12.10.18

Dworek w Bolesławiu

Zawoziłam mamę na zabiegi.
W czasie, kiedy na nią czekałam, udałam się na zakupy jesienne - nabyłam przepyszne, dojrzałe, słodkie śliwy.
Następnie uwagę moją przyciągnęło przejście między blokami.
Prowadziło ono na wielką łąkę pełną słońca, błyszczącą od porannej rosy.
Przeszłam obok działek, podzielonych przez mieszkańców własnym sumptem. Najciekawszym płotem był szereg drewnianych drzwi różnych rozmiarów, w wyblakłych buro-brązowych kolorach. Na jednej z działek pasły się z całym spokojem i nonszalancją kozy.
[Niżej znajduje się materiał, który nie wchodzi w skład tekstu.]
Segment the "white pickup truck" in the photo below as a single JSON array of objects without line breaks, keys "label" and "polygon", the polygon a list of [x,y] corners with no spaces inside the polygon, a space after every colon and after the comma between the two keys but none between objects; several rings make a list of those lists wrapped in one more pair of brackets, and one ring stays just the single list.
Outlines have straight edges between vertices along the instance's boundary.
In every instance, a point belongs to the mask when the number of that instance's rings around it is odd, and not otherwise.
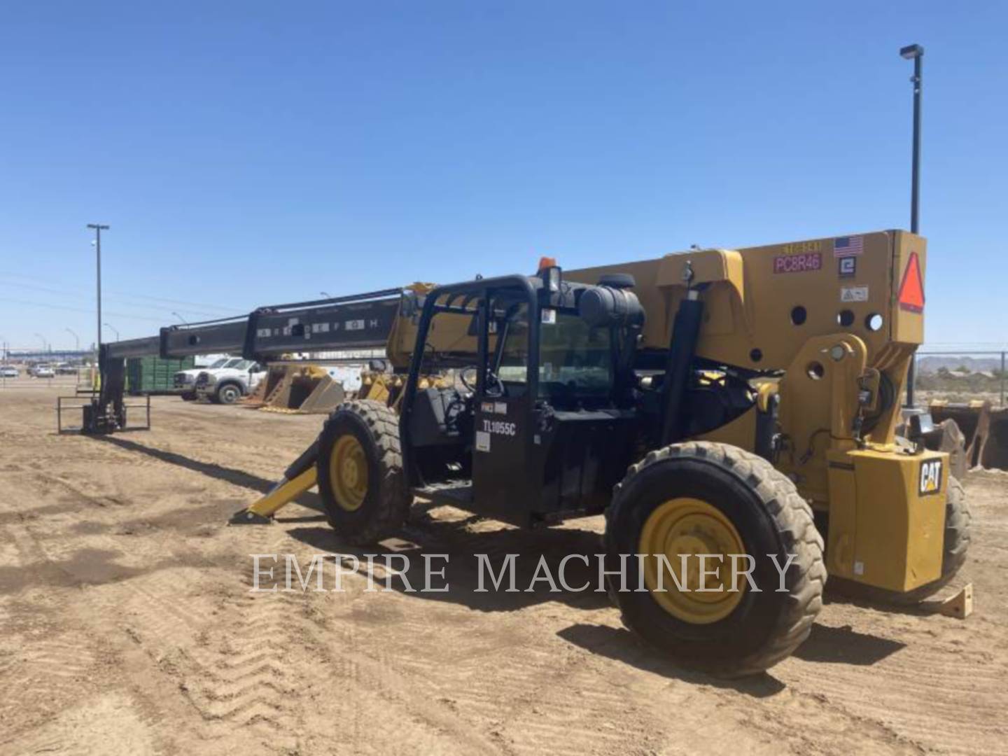
[{"label": "white pickup truck", "polygon": [[[197,359],[199,360],[199,358]],[[229,365],[237,365],[239,362],[242,362],[241,357],[228,357],[225,355],[217,358],[209,365],[200,365],[188,370],[179,370],[172,377],[172,382],[174,383],[175,390],[178,391],[178,395],[182,399],[193,401],[196,399],[196,379],[200,376],[200,373],[205,370],[217,370]]]},{"label": "white pickup truck", "polygon": [[252,360],[235,358],[219,368],[200,371],[196,395],[217,404],[234,404],[255,390],[266,375],[266,368]]}]

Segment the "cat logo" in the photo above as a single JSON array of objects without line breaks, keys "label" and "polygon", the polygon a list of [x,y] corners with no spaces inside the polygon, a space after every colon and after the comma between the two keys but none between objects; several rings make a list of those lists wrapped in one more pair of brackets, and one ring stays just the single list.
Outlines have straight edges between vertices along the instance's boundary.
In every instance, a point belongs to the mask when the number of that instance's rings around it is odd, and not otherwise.
[{"label": "cat logo", "polygon": [[941,490],[941,460],[920,463],[920,495],[936,494]]}]

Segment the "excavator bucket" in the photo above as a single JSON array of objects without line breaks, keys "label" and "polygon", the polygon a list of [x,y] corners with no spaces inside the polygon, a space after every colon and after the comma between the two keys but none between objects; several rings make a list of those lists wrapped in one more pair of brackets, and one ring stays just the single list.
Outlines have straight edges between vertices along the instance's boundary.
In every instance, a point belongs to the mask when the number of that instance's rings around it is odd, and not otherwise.
[{"label": "excavator bucket", "polygon": [[301,414],[329,414],[346,398],[343,384],[328,373],[316,382],[307,398],[301,402]]},{"label": "excavator bucket", "polygon": [[288,365],[286,374],[266,397],[261,409],[268,412],[322,414],[343,401],[343,386],[325,368]]},{"label": "excavator bucket", "polygon": [[255,387],[255,391],[241,400],[242,406],[248,407],[249,409],[258,409],[261,407],[266,403],[267,397],[272,394],[273,390],[283,380],[286,374],[286,365],[270,365],[265,377],[263,377],[263,379],[259,381],[259,385]]}]

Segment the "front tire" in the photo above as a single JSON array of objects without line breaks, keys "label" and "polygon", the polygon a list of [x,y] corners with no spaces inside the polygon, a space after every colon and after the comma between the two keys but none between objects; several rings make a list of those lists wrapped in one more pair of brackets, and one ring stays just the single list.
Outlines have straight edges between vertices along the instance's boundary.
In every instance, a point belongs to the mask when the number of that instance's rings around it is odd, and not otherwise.
[{"label": "front tire", "polygon": [[[753,557],[758,591],[741,572],[740,590],[730,589],[732,549]],[[642,588],[636,566],[628,570],[629,590],[609,578],[610,595],[631,630],[679,662],[723,676],[762,672],[805,640],[823,605],[823,550],[811,508],[794,484],[766,460],[727,444],[690,442],[651,452],[616,487],[607,513],[610,571],[626,553],[663,553],[673,568],[680,554],[720,554],[729,565],[703,586],[689,566],[679,576],[686,590],[669,578],[666,594],[655,590],[652,557],[644,561],[645,591],[633,590]],[[770,554],[787,564],[784,592],[777,591],[781,579]],[[789,563],[788,554],[794,554]],[[687,557],[686,563],[698,562]]]},{"label": "front tire", "polygon": [[374,543],[406,519],[398,418],[384,403],[344,402],[319,436],[319,493],[333,528],[355,544]]}]

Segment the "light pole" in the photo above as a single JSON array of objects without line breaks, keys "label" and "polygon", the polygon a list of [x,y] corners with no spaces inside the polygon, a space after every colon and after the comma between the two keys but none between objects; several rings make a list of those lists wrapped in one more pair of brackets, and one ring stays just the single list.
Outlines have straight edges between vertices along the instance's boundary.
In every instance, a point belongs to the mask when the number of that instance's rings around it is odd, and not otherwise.
[{"label": "light pole", "polygon": [[96,359],[102,353],[102,232],[109,227],[101,223],[89,223],[89,229],[95,230],[95,259],[98,262],[98,342],[95,344]]},{"label": "light pole", "polygon": [[[916,234],[919,225],[920,209],[920,91],[923,89],[923,74],[921,61],[924,48],[919,44],[908,44],[900,47],[899,54],[907,60],[913,60],[913,154],[910,167],[910,233]],[[906,370],[906,406],[913,406],[913,383],[916,380],[917,355],[910,357],[910,366]]]}]

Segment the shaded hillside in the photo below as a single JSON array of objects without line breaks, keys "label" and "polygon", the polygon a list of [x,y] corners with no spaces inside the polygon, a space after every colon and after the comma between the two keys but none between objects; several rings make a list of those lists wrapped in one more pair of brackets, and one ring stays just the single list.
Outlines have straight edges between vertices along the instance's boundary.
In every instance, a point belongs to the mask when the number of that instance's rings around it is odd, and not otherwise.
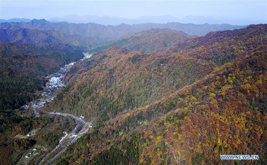
[{"label": "shaded hillside", "polygon": [[3,23],[0,28],[36,29],[42,31],[54,30],[70,35],[78,35],[87,37],[97,36],[113,40],[122,35],[131,33],[139,32],[151,28],[168,28],[177,31],[182,31],[189,35],[203,36],[209,32],[232,30],[245,27],[245,26],[222,25],[194,25],[178,23],[157,24],[148,23],[130,25],[122,23],[117,26],[105,26],[92,23],[86,24],[69,23],[66,22],[52,23],[44,19],[31,20],[28,23]]},{"label": "shaded hillside", "polygon": [[37,96],[45,77],[60,66],[83,57],[78,48],[50,45],[0,43],[0,109],[18,108]]},{"label": "shaded hillside", "polygon": [[168,29],[151,29],[139,33],[123,35],[109,43],[89,51],[96,54],[113,46],[124,48],[132,51],[141,51],[146,53],[156,52],[159,50],[184,42],[195,36],[189,36],[184,33]]},{"label": "shaded hillside", "polygon": [[105,39],[67,34],[53,30],[42,31],[36,29],[0,29],[0,42],[20,44],[33,43],[48,44],[65,43],[75,46],[91,48],[105,42]]},{"label": "shaded hillside", "polygon": [[161,54],[113,47],[77,63],[47,108],[98,129],[56,163],[220,164],[220,154],[247,154],[262,164],[266,26],[213,32]]}]

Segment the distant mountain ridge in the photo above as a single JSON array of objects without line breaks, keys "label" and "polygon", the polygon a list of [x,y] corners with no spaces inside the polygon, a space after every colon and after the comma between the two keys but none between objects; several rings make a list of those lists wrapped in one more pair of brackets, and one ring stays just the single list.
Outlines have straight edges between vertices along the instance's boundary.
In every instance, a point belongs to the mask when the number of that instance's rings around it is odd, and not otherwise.
[{"label": "distant mountain ridge", "polygon": [[196,37],[181,31],[169,29],[150,29],[138,33],[125,34],[115,40],[89,51],[97,54],[108,48],[116,46],[132,51],[141,51],[152,53],[162,50],[178,43],[184,42]]},{"label": "distant mountain ridge", "polygon": [[135,18],[127,18],[118,17],[85,15],[79,16],[73,14],[66,15],[62,17],[54,17],[47,20],[52,22],[66,22],[75,23],[94,23],[105,25],[118,25],[122,23],[129,25],[144,23],[148,22],[165,23],[168,22],[178,22],[183,23],[192,23],[199,24],[229,24],[233,25],[245,25],[250,24],[266,23],[266,20],[258,19],[240,20],[232,18],[222,18],[214,17],[193,16],[188,15],[181,18],[165,15],[160,16],[143,16]]},{"label": "distant mountain ridge", "polygon": [[71,35],[53,30],[41,31],[36,29],[0,29],[0,42],[20,44],[32,43],[48,44],[63,42],[71,45],[92,48],[107,41],[97,36]]},{"label": "distant mountain ridge", "polygon": [[0,19],[0,23],[1,22],[29,22],[31,20],[28,18],[14,18],[9,20]]},{"label": "distant mountain ridge", "polygon": [[66,22],[52,23],[45,19],[34,19],[28,23],[0,23],[0,28],[37,29],[42,31],[55,30],[71,35],[87,37],[97,36],[107,38],[110,40],[122,35],[132,33],[148,30],[151,28],[168,28],[176,31],[182,31],[189,35],[203,36],[210,31],[232,30],[244,28],[246,26],[232,25],[227,24],[202,25],[184,24],[172,22],[164,24],[147,23],[130,25],[122,23],[117,26],[105,26],[94,23],[69,23]]}]

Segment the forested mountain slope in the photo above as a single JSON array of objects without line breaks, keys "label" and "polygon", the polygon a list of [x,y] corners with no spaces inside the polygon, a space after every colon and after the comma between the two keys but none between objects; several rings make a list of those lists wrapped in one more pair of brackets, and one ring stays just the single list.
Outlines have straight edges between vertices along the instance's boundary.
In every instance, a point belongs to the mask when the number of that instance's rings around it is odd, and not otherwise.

Podążyłam ścieżką przez łąkę na prawo, domyślając się przejścia do parku przy dworku.
Owszem, ścieżka była wciąż widoczna, prowadziła prosto do...ogrodzenia parkowego, jednakowoż pozbawionego w tym miejscu bramki.
Niewiele myśląc, przeskoczyłam przez płot.
I znalazłam się w parku, w porannej jesiennej aurze, jeszcze pełnej mglistego chłodu, a już na czubkach drzew zdobnej złotym słońcem i obietnicą bezchmurnego dnia. Opadłe liście szeleściły pod moimi stopami.